Here Priest scraps the progressive epics in the vein of “Victim of Changes” and the ballads such as “Beyond the Realms of Death” for more concise songs. Halford doesn’t scream here (maybe once), though he proves quite versatile in songs such as “Living After Midnight,” displaying a bit of variation from his typical wail – meanwhile, the variation within the album is less present than without. The interesting basslines that dominated Killing Machine also have disappeared, leaving Ian Hill with not much to do but fulfill the purposes of his instrument. The drums aren’t that special, either. Here it’s the guitars that do the talking. They really expand on the album title – this is undoubtedly the most “metal” sound Priest has had (in the literal sense); the guitars sound much like clashing steel. The riffs vary in quality, from the substandard to the awesome, while leaving the solos to relish in their continued quality. The results of these changes are inconsistent at best.

Starting on a good note is “Rapid Fire.” With its fast pace and heavy tone, it’s a wise choice for an opener. The main riff here is pure gold, as are the unabashedly metal lyrics:

“Pounding the world like a battering ram
Forging the furnace for the final grand slam”

and:

“Hammering anvils
Screaming muscle and might”

The best part of this song, though, is the middle section filled with highly impressive mini-solos. Blazing fast, they grab your attention completely. At the end of the song, Halford holds an excellent final note.

Another good moment is the immediately recognizable “Breaking the Law.” Every person on earth and their dogs know the immortal main riff and lyrics. Concise yet effective, the only thing missing is a guitar solo (luckily, some live versions have a great one). This song is probably what people recognize most about British Steel.
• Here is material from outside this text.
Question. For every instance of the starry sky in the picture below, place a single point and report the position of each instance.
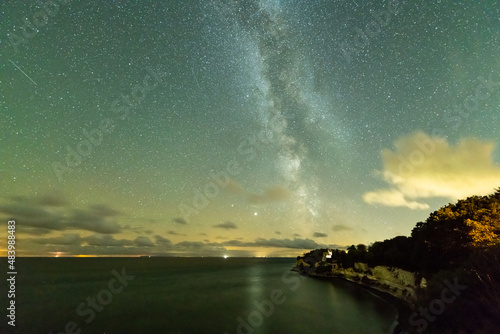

The absolute magnum opus of British Steel, however, manifests itself in “The Rage.” After an odd opening bassline, the best riff on the album comes in, crushing the listener’s skull with its might. “The Rage” comes complete with raging lyrics and a brain-numbing solo. The climax comes after the solo, where Halford delivers his sole scream on the album as Priest “shake with rage.”

Unfortunately, the rest of the album is of questionable quality. Take the single “Living After Midnight,” for example. This here song isn’t even metal – more like a song off Turbo sans a little bit of the suck. Sure, it’s great for parties, but so is every other glam song. There are too many choruses and not enough variation to keep the listener interested, and despite a decent classic-rocking solo, the repetitiveness kills the song.

Other atrocities include the nauseously inane “Metal Gods” refrain (Priest sounds bored out of their wits!) and everyone’s favorite punching bag, “United.”

The latter song is (almost) the worst pre-Turbo song Priest ever unleashed. It opens with a promising riff reminiscent of the title track of the previous album, and then proceeds to embarrass the band with its shameless crowd-pleaser chorus. Its saving grace is its fortunate advantage in quality over “Take On the World.”

Once British Steel was through, Priest began the most turbulent phase of its career. Priest could not keep up the quality from this point on. First came the awful Point of Entry, then the masterpiece we know as Screaming for Vengeance. Next we got the inconsistent Defenders of the Faith, followed by every headbanger’s nightmare from which Priest never recovered. We may never see Priest’s glory days again… at least in the studio.